In the latest New Yorker, Michael Specter writes about the strange fate that seems to befall Vladimir Putin's critics. In the course of the article, Specter provides a window into Russia's new superpower weapon - not tanks but energy.

Today's Russia has come a long way under Putin. At a press conference in Germany he spelled it out: "When I became President, our foreign-currency and gold reserves stood at twelve billion dollars, and now they have increased by eighty billion over the first half of this year alone, and currrently come to a total of around two hundred and seventy billion. We have paid off our debts in full. We have now become a grain exporting country."

Putin has parlayed this newfound wealth to achieve a consolidation of powers at home and to impose the velvet fist of Russia's influence abroad.

Within Russia the people have traded their freedom for prosperity. Alexei Volin served three years as Putin's deputy chief of staff and says the Russian people are happy - and indifferent. "Several months ago, I talked to one important Kremlin person and I asked him why is our TV news so awful and dull. And his answer was 'Why are you watching TV? People like you shold go read the Internet if you want information. TV is not for you. It's for the people.'"

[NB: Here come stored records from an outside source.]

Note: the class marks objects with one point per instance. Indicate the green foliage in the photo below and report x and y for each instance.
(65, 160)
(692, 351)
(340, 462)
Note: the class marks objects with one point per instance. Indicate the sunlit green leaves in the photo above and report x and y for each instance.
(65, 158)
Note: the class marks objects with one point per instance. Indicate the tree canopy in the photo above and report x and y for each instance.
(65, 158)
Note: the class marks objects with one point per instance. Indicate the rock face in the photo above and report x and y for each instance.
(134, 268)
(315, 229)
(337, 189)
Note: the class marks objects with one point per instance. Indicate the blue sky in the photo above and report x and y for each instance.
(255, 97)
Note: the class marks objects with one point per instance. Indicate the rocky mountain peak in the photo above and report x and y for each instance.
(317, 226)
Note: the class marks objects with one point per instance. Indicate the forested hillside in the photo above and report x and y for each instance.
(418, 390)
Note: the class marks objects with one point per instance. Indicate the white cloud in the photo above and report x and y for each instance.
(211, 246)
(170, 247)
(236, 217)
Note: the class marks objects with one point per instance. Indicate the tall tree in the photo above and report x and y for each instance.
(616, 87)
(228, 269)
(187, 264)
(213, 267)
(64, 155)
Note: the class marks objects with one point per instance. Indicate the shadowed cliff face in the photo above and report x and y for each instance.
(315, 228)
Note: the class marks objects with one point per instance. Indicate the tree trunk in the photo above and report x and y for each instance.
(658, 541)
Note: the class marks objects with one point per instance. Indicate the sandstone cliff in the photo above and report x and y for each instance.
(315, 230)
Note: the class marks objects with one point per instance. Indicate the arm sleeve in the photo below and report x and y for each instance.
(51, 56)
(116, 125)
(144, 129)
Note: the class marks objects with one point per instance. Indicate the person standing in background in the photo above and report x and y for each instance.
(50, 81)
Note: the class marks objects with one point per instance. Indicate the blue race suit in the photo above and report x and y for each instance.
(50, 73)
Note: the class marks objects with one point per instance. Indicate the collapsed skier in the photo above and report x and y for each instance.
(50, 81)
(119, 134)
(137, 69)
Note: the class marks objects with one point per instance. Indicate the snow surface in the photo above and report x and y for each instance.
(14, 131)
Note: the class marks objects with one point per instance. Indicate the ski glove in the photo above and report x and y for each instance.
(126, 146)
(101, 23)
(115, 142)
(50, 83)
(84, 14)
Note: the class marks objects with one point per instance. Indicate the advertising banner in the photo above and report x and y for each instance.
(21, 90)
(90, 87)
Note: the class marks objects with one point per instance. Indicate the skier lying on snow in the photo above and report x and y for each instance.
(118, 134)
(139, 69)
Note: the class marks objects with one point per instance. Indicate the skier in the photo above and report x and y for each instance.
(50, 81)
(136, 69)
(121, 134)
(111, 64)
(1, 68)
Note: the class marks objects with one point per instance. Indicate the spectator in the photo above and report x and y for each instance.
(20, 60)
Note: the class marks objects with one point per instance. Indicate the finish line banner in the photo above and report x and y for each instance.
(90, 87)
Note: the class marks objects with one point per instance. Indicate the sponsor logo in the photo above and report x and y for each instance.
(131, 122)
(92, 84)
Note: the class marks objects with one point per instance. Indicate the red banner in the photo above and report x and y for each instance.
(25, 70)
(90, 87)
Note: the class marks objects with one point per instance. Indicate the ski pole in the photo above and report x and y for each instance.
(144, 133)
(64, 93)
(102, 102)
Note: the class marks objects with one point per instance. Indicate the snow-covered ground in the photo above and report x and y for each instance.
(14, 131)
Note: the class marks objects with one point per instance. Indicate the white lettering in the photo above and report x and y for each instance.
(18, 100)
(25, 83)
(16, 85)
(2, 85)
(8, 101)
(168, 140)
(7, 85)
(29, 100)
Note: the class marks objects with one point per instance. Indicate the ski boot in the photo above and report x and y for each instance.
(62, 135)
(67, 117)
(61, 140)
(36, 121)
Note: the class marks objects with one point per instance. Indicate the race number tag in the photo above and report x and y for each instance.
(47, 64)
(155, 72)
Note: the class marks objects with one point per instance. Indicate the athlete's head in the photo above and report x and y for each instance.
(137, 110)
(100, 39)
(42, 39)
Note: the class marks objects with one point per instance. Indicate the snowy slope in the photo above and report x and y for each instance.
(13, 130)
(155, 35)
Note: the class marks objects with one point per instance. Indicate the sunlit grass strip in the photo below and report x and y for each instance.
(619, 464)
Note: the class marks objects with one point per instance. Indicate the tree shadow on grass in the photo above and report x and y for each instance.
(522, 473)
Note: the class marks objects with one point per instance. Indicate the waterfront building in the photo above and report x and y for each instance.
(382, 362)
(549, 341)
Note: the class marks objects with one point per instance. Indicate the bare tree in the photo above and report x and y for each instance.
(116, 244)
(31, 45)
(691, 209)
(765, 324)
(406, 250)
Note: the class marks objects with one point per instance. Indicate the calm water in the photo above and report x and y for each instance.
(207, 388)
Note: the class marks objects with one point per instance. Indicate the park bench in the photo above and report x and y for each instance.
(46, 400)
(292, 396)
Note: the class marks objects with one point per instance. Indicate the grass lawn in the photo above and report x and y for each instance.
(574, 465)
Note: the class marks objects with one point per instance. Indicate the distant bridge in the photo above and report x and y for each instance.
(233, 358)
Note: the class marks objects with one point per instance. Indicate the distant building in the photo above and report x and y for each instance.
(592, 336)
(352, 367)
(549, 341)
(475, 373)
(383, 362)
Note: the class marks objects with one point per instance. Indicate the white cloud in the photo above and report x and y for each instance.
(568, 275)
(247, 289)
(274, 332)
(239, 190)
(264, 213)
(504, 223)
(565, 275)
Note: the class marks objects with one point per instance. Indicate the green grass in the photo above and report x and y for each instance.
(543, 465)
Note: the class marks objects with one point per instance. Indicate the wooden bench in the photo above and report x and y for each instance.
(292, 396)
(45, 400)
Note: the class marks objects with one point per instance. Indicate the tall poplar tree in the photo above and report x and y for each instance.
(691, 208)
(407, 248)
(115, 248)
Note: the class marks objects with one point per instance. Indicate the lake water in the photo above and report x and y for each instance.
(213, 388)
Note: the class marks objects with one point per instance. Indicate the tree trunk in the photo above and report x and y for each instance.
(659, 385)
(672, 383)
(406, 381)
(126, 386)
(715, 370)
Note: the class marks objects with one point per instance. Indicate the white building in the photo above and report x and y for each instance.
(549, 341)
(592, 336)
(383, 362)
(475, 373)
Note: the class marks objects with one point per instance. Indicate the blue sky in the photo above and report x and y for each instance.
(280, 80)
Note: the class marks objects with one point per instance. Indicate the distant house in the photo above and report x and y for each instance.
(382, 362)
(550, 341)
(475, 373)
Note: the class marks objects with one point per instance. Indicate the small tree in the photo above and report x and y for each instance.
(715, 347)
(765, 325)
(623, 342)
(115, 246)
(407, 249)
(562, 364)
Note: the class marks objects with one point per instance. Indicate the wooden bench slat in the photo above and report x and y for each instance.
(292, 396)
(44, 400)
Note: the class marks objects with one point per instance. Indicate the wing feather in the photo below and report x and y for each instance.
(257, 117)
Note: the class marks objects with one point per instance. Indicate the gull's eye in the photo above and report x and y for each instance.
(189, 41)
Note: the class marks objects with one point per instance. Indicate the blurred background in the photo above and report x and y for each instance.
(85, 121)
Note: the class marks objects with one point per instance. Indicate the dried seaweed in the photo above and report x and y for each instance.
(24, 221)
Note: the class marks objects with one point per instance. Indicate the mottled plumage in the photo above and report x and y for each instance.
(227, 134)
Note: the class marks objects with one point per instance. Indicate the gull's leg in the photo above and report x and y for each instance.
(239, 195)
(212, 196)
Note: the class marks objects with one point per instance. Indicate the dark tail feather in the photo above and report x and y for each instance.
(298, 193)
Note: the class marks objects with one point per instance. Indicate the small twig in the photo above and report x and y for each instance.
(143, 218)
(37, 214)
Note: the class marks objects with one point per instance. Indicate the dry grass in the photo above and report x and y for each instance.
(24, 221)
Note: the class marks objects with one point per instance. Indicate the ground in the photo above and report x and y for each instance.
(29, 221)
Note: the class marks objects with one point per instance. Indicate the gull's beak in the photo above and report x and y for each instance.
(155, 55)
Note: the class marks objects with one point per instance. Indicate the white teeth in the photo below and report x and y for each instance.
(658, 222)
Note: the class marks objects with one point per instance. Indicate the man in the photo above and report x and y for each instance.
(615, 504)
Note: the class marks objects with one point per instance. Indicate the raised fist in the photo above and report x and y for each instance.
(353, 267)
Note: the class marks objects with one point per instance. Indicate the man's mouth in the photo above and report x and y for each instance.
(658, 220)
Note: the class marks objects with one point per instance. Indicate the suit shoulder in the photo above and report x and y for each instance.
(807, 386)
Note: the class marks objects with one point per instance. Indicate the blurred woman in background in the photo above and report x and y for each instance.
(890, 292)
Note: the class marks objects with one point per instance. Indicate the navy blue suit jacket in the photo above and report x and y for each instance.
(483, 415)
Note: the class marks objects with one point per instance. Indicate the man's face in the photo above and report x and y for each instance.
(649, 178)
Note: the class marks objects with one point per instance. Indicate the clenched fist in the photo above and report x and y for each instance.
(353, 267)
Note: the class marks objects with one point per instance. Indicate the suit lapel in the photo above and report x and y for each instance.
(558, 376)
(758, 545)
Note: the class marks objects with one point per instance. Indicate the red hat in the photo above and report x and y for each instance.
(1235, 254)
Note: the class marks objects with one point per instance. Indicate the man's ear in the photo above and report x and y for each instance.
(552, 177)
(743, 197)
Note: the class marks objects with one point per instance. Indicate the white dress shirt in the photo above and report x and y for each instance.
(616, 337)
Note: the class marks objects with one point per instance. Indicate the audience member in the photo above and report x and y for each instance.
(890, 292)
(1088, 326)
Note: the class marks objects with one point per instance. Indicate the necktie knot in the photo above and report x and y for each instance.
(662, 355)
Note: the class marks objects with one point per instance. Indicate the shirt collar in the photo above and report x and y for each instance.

Aleksei Venediktov runs Moscow radio station Echo. He told Specter that, increasingly, freeedom of the press doesn't matter much and is disappearing, "Here we have this question of freedom or wealth. People chose wealth. They do not understand that freedom is a necessary condition for preserving that weealth and the security they have come to value. To be engaged in honest reporting about delicate subjects like corruption or to travel to Chechnya is too dangerous. People don't want it, they don't ask for it, and they really don't understand that they need it."

Putin has effectively seized control of Russia's mass-media, particularly television and radio. The broadcasters have been put in the hands of reliable companies such as Gazprom. Anna Kachkaeva, who broadcasts a weekly interview show on Radio Liberty, told Specter that reporters have learned to watch what they say,"It's a magic process now. There is no censorship - it's much more advanced. I would call it a system of contacts and agreements between the Kremlin and the heads of television networks. ...the problem, for TV and even in the printed press, is that self-censorship is worse than any other kind. Journalists know - they can feel - what is allowed and what is not."

With a population anaesthetized by the whiff of prosperity and a media cowed and willing to do his bidding, Putin has consolidated his powers within the energy superpower and used it's strength to impose his will abroad.

On New Year's Day, 2006, Russia abruptly cut gas exports to the Ukraine in response to objections about a sharp increase in prices. More recently, Belarus got the same treatment when Russia doubled its gas price and levied heavy export duties. Specter concludes, "Putin clearly sees today's ideological battles in economic, rather than military terms."

Fyodor Lukyanovk, editor of the journal Russia in Global Affairs, summed it up, "The entire world is obsessed with energy security and resources. You need it. We have it. It is up to us to decide how to deal with that. India and China are seeking new sources of energy to secure their very rapid growth. The U.S. is lost in its war in Iraq, the European Union has no idea what it is anymore. And then there is Russia: stable, wealthy, controlled very solidly. No opposition. There is really a feeling of superiority, a sense that Russia is now an indispensable nation, as Mrs. Albright said just a few years ago about the United States."

So, that's a glimpse at what becoming an energy superpower can mean. It still doesn't answer the question of what it means to Stephen Harper.

Harper is no Validmir Putin, perhaps though not by choice. Harper has shown himself fickle, willing to throw his vaunted principles to the winds of political opportunism. Even if Canada were somehow to become an energy superpower on his watch, he wouldn't know what to do with that power. Given that our market for our surplus oil and gas is the United States, there'll be no muscle flexing like what the Ukraine or Belarus received.

No, Mr. Harper, sorry but you can't be an energy superpower. We don't have anyone to bully.